Frontier Mall
- Location: Cheyenne, Wyoming, U.S.
- Address: 1400 Dell Range Blvd
- Opened: March 18, 1981
- Management: CBL Properties
- Owner: CBL Properties
- Stores: 67
- Anchor tenants: 5
- Floor area: 519,471 sq ft (48,260.4 m^{2})
- Floors: 1
- Website: frontiermall.com

= Frontier Mall =

Shopping mall in Cheyenne, Wyoming, U.S.

Frontier Mall is an enclosed shopping mall located along Dell Range Blvd in Cheyenne, Wyoming, United States. The single-level, 519471 sqft mall opened March 18, 1981. Managed by CBL Properties of Chattanooga, Tennessee, it is Wyoming's second largest mall, boasting 67 shops, including five anchor stores: JCPenney, Dillard’s, Bomgaars, Planet Fitness, and Appliance Factory Mattress Kingdom.

== History ==
Frontier Mall was announced in October 1978 and would originally be 550,000 sqft large. It was developed by CBL & Associates Properties of Chattanooga, Tennessee. Construction began the following year, and the Sears location was the first to open on October 8, 1980, months before completion of the rest of the mall. Other areas of the mall remained under construction until they were completed in March 1981. The mall's interior tenants included Chick-Fil-A, Denim Connection, Foxmoor, Kinney Shoes, Taco Etc., Thom McAn, Western Ranchman Outfitters, and Zales' Jewelers.

In the late 1990s, a Dillard's store was built as an anchor to the building. Chain store Jo-Ann Fabrics and Crafts opened a new store on September 15, 2011. The Frontier Mall's Jo-Ann store would replace several smaller tenants including Twills, Natural Lites, a former Asian Gifts storefront, and a former RadioShack storefront.

Sports Authority closed their store in 2016 in addition to closing the remaining stores still open after filing for Chapter 11 bankruptcy and converting it to Chapter 7. In November 2017, the Sears store was announced to close, liquidation starting before the end of the year and the store closing in January 2018. In the same month, Planet Fitness was in the process of opening in the former Sports Authority; the new gym would open in February 2018.

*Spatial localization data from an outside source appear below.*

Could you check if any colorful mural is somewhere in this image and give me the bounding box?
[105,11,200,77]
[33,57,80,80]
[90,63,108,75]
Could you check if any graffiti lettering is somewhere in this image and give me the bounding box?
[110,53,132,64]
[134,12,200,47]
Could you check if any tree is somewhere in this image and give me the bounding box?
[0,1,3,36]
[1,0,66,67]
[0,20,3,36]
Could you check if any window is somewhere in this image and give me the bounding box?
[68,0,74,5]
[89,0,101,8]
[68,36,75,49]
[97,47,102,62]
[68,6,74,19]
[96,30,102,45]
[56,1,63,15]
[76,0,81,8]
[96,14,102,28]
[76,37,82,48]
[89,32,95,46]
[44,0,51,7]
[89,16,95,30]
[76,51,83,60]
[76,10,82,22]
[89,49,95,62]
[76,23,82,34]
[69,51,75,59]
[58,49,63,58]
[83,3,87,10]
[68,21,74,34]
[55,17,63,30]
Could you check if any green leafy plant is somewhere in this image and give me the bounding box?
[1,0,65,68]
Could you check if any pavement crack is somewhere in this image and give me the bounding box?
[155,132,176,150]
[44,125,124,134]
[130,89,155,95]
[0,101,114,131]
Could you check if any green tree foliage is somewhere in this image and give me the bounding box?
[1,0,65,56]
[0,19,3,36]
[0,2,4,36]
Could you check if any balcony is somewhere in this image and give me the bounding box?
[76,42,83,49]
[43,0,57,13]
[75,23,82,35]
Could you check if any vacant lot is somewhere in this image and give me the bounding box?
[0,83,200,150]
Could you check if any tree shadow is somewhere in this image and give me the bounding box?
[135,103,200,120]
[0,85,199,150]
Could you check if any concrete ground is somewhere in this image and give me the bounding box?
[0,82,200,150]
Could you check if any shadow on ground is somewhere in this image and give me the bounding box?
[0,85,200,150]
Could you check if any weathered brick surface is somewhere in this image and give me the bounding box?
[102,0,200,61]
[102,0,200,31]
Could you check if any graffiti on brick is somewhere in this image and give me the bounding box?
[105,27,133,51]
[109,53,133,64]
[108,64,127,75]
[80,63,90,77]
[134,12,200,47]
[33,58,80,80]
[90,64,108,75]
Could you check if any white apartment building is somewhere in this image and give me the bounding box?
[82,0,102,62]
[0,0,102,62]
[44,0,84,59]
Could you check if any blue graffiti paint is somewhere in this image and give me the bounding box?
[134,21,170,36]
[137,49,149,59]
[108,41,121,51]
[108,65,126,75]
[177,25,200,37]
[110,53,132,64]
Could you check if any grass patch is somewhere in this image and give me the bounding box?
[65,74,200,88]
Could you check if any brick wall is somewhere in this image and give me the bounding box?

JAX Mercantile Company would begin working to open a new JAX Outdoor Gear, Farm and Ranch store in the former Sears space in 2019, opening in late November. The Frontier Mall's JAX store would be the eighth location of the normal, full-line JAX stores. Later in December 2019, America's Best Contacts and Eye Glasses would actively be remodeling the remaining vacant space of the former Sports Authority, opening by the following year with an exterior entry to the store. In May 2023, an Appliance Factory & Mattress Kingdom location opened in the former space.

Bomgaars, a department store chain that sells a variety of American farming and ranch supplies, expressed interest in opening a store in the Jax Outdoor Gear location. The owners of Jax Outdoor Gear located agreed and the store was eventually rebranded as Bomgaars. The store opened in late 2024.

Tilt Arcade announced it would open an arcade at the mall near Bomgaars. The arcade opened in summer 2026.